Se echó a reír por lo bajo y agregó:
—Cuando pienso en mi mujer y en Clara… Dios santo, qué diferentes pueden ser dos mujeres. Mi mujer me dijo una vez que se había casado conmigo por pura lástima. ¿Lástima de qué? Ella era como un hombre en la casa… Arreglaba los enchufes… hasta era capaz de cambiar la arandela de un grifo. Y cuando yo bebía un milímetro más de la medida exacta, era muy severa conmigo. Claro que lo sensato no era esperar mucho de ella… Ya le dije que era Christian Scientist y ni siquiera el cáncer existía para ella, aunque su padre murió de eso… ¡Cómo podía esperar que creyera en un dolor de cabeza! De todos modos, no tenía necesidad de hablar con aquel vozarrón, cada vez que yo tenía jaqueca. Su voz me perforaba la cabeza como un taladro. Pero Clara… Clara es toda una mujer, sabe cuándo no debe hablar. Dios la bendiga. Quisiera que fuera feliz hasta el final.

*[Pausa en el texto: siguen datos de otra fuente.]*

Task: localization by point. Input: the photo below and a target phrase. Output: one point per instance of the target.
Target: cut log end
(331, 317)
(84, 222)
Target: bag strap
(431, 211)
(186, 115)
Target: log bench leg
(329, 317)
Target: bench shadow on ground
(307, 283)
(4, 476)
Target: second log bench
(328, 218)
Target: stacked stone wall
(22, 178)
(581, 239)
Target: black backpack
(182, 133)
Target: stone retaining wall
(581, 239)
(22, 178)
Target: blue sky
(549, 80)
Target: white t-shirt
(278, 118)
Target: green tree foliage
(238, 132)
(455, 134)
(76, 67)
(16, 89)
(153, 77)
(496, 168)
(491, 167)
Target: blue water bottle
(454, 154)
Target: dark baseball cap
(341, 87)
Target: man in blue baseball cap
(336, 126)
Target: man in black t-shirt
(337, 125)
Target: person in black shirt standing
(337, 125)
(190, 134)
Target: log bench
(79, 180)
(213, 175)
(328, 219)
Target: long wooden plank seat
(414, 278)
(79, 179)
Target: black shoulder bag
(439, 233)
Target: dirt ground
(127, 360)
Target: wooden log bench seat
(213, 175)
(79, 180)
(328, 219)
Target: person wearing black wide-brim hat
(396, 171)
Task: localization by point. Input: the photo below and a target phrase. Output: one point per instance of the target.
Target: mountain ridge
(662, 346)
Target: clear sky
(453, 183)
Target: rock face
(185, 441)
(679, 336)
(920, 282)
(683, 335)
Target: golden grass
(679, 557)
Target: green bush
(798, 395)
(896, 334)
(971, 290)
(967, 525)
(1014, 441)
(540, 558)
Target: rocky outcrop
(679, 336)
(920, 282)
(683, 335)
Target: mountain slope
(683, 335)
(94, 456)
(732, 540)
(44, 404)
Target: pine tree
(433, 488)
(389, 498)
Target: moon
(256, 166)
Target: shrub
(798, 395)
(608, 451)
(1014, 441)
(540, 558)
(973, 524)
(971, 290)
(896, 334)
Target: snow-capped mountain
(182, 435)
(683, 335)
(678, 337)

—Eso no parece difícil. No creo que sea una mujer complicada.
—No. Pero tarde o temprano se presentará el momento crítico. Como en los malditos exámenes que nos hacían en la escuela. Y no estoy muy seguro de aprobar.
Plarr pensó que parecían estar hablando de dos mujeres diferentes: una era la mujer que Charley Fortnum amaba; la otra, una prostituta de la casa de la madre Sánchez que la noche antes lo había esperado en su cama. Además, le había preguntado algo… Pero en ese momento el coronel Pérez había llamado a la puerta. Ya era inútil tratar de recordar cuál era esa pregunta.
Hacia el mediodía, Marta volvió de la ciudad con un ejemplar de El Litoral; los periódicos de Buenos Aires no habían llegado aún. El director había asignado grandes titulares a la oferta del doctor Saavedra. Plarr se dijo que los diarios de otros lugares no se mostrarían tan generosos. Esperó la reacción de León; pero éste pasó el periódico a Aquino sin decir una sola palabra.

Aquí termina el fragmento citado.